Superintendent Stevie Dolan of the Greater Glasgow Division confirmed that, as of around 4.30pm on Sunday, "no arrests have been made, however two officers sustained minor injuries as a result of the actions of the gathered group.
"We strongly condemn these actions and remind fans that enforcement options remain at our disposal. The Scottish Government regulations are clear that protests are prohibited in areas under level four restrictions and we would urge people to find alternative ways to protest to prevent the spread of coronavirus.
"Disorder of any sort will not be tolerated and appropriate action will be taken where any offences are identified."

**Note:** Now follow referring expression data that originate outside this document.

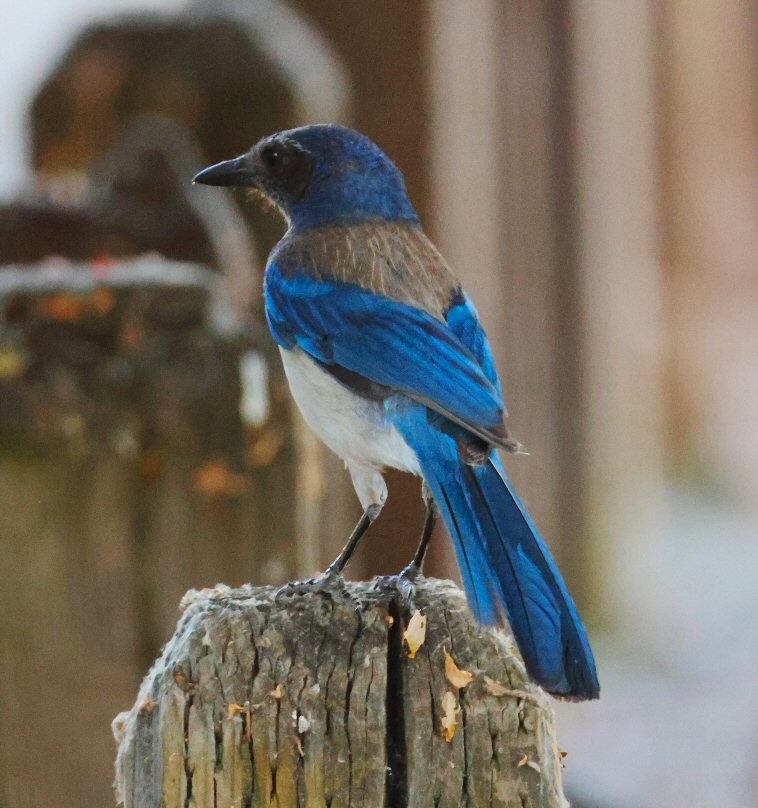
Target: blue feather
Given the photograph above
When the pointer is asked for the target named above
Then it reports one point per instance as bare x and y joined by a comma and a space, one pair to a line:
395, 345
505, 564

Celtic released a statement on Sunday night in which they said there could be "no excuse" for the "violent scenes" that took place following their defeat, and have promised to open an investigation.
"Everyone at the club is hugely disappointed by this afternoon's result, one which has ended our phenomenal run of 35 consecutive cup victories," the statement read.

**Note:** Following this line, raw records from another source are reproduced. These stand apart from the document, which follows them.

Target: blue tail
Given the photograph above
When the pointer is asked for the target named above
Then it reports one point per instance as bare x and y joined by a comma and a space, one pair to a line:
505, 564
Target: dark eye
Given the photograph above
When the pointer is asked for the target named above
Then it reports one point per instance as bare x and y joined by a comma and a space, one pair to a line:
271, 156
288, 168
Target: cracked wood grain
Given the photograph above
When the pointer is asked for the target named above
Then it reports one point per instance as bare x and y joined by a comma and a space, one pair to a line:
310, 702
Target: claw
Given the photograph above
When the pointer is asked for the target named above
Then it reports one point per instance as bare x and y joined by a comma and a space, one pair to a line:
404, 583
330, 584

"While we sincerely share the huge disappointment of all Celtic supporters, there can be no excuse for some of the violent scenes at Celtic Park this evening. The club will be investigating these events fully.

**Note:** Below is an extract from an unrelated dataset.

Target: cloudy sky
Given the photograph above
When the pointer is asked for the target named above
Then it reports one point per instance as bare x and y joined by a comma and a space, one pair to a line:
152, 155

"For players and a management team, who have given so much in recent years and have delivered 11 consecutive trophies, to require an escort from Celtic Park while being targeted with missiles is simply unacceptable.
"While we understand that only a small number of people were involved in this behaviour, some of the actions this evening - which have obviously left our own players shaken - cannot be condoned in any way."
Celtic crashed out of the Europa League with two Group H games remaining on Thursday after their second 4-1 defeat by Sparta Prague this month left them with just one point.
On Friday, Lennon spoke about having the "full support" of chief executive Peter Lawwell and major shareholder Dermot Desmond despite mounting pressure over his tenure. The former Celtic captain, in his second spell as manager, said he was "hugely" encouraged by the support of the club's powerbrokers.
Following two wins in 10 in all competitions, Celtic are 11 points behind Rangers at the top of the Premiership - albeit with two games in hand - and a section of the Parkhead support have made it clear they want their manager to go.
Police investigate 'disgraceful, unacceptable' behaviour
Police have begun an investigation to identify those who were involved in the disorder at Celtic Park on Sunday.
Chief Superintendent Mark Sutherland, Divisional Commander for Greater Glasgow Division, said: "I was saddened to see the disgraceful and violent scenes at Celtic Park on Sunday evening, it is unacceptable and will not be tolerated.
"Three of my officers suffered injuries, albeit minor as a result of the violent behaviour which took place. The Chief Constable has made it clear that violence towards officers and staff will not be tolerated and I am wholly committed to that within Greater Glasgow.
"We should not forget that protest of any type is illegal. While we remain in tier four and beyond, the disorder and violence this gathering presented posed a real risk of coronavirus infection to our officers and the wider community with no social distancing in place.
"We have now launched an investigation to identify those who were involved in the disorder and violence towards police officers, players and officials.
"My message is clear, if you are identified as being involved, you will be arrested. Don't think just because you weren't arrested last night that you have escaped justice."
Nicola Sturgeon: Attacks on police 'pretty despicable'
Scotland's First Minister Nicola Sturgeon condemned the incident at her daily briefing on Monday.
"I don't care if you're a Celtic fan, a Rangers fan, an Ayr United fan or no fan of football at all," she said.
"Anybody who attacks police officers is doing wrong and that is pretty despicable.
"I would say that across the board regardless of football or any other sporting affiliation."